Hello,
I have a quick question regarding DADA2. I was told that I should not be using Quiime2 to work on ITS data, because DADA2 filtering and trimming steps are based on bacterial databases and due to the variability in the ITS primers, this could change my data. I wanted to see if this was still the case and if you reccomend I use QUIIME1 instead.
Hi @fabipc,
DADA2 can handle ITS data just fine with some adjustments (compared to 16S).
You can see the official DADA2 tutorial for ITS data here for a bit of detail on the workflow, and there is also a great ITS protocol right in Qiime2.
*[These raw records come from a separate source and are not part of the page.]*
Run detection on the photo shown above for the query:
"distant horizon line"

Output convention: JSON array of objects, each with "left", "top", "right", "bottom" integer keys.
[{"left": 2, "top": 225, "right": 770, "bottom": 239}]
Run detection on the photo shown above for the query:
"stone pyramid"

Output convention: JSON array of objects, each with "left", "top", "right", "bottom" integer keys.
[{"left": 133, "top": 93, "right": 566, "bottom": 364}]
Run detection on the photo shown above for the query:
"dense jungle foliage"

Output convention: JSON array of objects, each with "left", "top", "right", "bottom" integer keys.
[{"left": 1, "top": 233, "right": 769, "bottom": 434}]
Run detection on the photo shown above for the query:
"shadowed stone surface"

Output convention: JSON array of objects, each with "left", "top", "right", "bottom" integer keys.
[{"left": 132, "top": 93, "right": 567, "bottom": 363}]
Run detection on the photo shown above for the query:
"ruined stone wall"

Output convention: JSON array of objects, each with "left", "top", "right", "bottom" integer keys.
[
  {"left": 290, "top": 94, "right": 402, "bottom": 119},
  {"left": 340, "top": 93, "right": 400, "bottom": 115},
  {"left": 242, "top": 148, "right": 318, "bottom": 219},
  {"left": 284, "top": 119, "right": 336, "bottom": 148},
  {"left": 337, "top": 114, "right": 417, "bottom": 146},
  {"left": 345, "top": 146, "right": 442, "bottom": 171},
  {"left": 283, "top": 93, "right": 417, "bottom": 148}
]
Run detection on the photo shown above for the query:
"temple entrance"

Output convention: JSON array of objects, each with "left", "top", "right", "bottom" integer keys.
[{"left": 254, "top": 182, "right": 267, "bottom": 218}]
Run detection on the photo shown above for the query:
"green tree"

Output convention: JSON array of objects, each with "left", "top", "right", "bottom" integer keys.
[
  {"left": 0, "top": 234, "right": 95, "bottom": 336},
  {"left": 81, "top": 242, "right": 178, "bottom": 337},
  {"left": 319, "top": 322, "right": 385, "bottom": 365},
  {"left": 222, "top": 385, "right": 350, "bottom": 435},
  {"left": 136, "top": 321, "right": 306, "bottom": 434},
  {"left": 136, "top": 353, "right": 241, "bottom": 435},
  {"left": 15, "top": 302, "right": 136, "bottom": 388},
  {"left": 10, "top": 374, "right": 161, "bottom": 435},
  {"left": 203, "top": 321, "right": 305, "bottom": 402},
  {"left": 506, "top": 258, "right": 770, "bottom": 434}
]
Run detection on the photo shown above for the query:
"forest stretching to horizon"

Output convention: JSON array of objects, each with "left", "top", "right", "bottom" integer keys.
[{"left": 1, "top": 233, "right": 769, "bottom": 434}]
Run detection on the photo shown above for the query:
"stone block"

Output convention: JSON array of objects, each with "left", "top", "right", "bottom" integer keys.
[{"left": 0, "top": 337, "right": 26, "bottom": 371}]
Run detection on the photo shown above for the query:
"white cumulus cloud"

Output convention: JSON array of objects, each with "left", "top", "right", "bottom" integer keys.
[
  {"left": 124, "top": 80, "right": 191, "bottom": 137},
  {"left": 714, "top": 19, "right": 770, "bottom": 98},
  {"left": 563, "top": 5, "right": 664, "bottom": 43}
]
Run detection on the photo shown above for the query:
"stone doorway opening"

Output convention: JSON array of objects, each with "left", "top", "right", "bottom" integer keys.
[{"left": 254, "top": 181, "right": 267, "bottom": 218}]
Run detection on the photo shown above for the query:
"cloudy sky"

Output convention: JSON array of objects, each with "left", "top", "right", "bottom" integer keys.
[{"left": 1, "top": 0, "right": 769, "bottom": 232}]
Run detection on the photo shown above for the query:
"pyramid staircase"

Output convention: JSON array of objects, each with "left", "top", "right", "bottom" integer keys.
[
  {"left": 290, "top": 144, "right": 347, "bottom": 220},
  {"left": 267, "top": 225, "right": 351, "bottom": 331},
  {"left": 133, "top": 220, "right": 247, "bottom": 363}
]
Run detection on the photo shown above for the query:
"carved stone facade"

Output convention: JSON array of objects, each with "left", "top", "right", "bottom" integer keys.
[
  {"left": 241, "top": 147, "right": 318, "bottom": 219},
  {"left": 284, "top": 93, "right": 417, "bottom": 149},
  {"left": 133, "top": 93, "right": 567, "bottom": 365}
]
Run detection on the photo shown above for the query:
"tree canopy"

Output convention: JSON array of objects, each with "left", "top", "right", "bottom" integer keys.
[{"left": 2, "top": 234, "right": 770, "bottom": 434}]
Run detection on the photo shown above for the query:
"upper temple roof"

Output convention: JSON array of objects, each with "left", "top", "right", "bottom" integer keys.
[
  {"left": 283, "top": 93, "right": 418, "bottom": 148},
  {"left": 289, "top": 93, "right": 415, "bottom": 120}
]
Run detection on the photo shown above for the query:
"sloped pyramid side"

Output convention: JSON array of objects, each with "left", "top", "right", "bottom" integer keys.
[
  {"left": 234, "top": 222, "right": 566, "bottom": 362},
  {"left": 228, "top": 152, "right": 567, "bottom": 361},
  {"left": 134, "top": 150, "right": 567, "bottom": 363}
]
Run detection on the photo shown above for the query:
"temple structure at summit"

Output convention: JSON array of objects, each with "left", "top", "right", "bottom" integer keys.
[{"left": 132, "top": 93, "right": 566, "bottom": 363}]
Perfect, I did see the DADA2 tutorial for ITS and I had actually used Quiime 2, previous to the tutorial and it seemed fine, but the concerns of some of the people in the lab freaked me out a bit.
Thanks
That is totally false. dada2 does not use any databases — it trains an error model based on the error rates observed in the run itself. I believe the original dada2 paper was benchmarked on bacterial community data, but there is no evidence to suggest that ITS data are going to exhibit different error rates on a sequencing run, requiring different methods.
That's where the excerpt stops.